Раздался скрипучий смех.
– Нет. Мне просто хочется повеселиться. Хочется устроить такое веселье, чтоб дрожь пробила королей, дожей, пап…
Капитан откинулся на спинку стула. Взгляды собеседников – злобно-насмешливый у одного, невозмутимо-спокойный у другого – скрестились.
– А что потом? – спросил Алатристе.
– А наплевать, что потом.
Вот, значит, к какому взрослому разговору оказался я допущен. И сидел, на полпяди открывши рот, до того пересохший от волнения, что я собирался уж встать, подойти к столу и без спросу налить себе что там оставалось в кувшине. В эту минуту Алатристе коротко глянул на меня. Потом поднялся. Поднялся так медленно, словно все тело затекло и повиноваться отказывалось.
– А что слышно о твоем родиче – о капитане Фальеро?
– Я только что говорил с ним. Как и все прочие, он готов идти дальше, если только сегодня ночью кто-нибудь убьет дожа.
– Если кто-нибудь убьет дожа, ты сказал?
– Да. Я так сказал.
Они стояли у стола лицом к лицу. Лица их были освещены снизу, и оттого еще резче выделялась суровая резкость черт. Когда я попятился к стене, понимая, что могу оказаться в этой беседе лишним, мне почудилось, что капитан улыбается.
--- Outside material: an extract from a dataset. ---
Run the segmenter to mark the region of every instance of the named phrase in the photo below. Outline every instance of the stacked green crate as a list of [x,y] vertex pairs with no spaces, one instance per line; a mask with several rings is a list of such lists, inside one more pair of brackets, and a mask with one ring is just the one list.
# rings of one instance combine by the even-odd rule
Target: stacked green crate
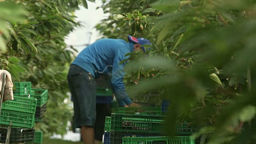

– А кто будет чужими руками жар загребать? – спросил он.
– Я.
Воцарилась тишина – и довольно продолжительная, – которую я в оцепенении не решался нарушить не то что звуком, но даже и дыханием. Потом Малатеста заговорил – негромко, очень спокойно и непринужденно. Эти двадцать шагов, сказал он, указывая на пистолет на столе, что отделяют дверь часовни от реклинатория, он сможет преодолеть проворней и четче, чем священник-ускок. Нужно лишь, чтобы капитан занялся часовым у входа, а потом прикрыл Малатесту на то время, что будет нужно.
– Чтобы при удобном случае меня освободить.
– А если не представится такой случай? Ни тебе, ни нам?
– Я пройду вперед столько, сколько смогу. И ты, полагаю, тоже.
Капитан обернулся и взглянул на меня, словно спрашивая глазами, не найду ли я что возразить на весь этот бред, но я прочно держал язык на привязи, а рот – на замке. И тщетно пытался осмыслить и усвоить все, что услышал. И был уверен, что мой хозяин не согласится. Но тут увидел, как он провел двумя пальцами по усам, и этот до боли знакомый жест напугал меня больше, чем речи Малатесты.
– Троянский конь, капитан. Троянский конь войдет в город, – сказал тот. – Два коня. Ты и я. А остальных – в задницу.
– Кого именно?
– Да не важно. Всех.
Я наблюдал за хорошо памятным мне ритуалом сборов: капитан Алатристе одевался так же медленно, обстоятельно и вдумчиво, как облачается священник перед службой. Вымывшись до пояса, перехватив шнуром под коленями высокие сапоги, застегнув штаны и натянув поверх чистой сорочки толстый нагрудник из буйволиной кожи – весь в царапинах от давних ударов, – затянул пояс с пристегнутой слева шпагой и сзади заткнул за него кинжал так, чтобы легко было дотянуться. Пристроив с другого боку пистолет, он обвел своими заледенелыми глазами комнату, проверяя, не забыл ли чего. И остановил их на мне.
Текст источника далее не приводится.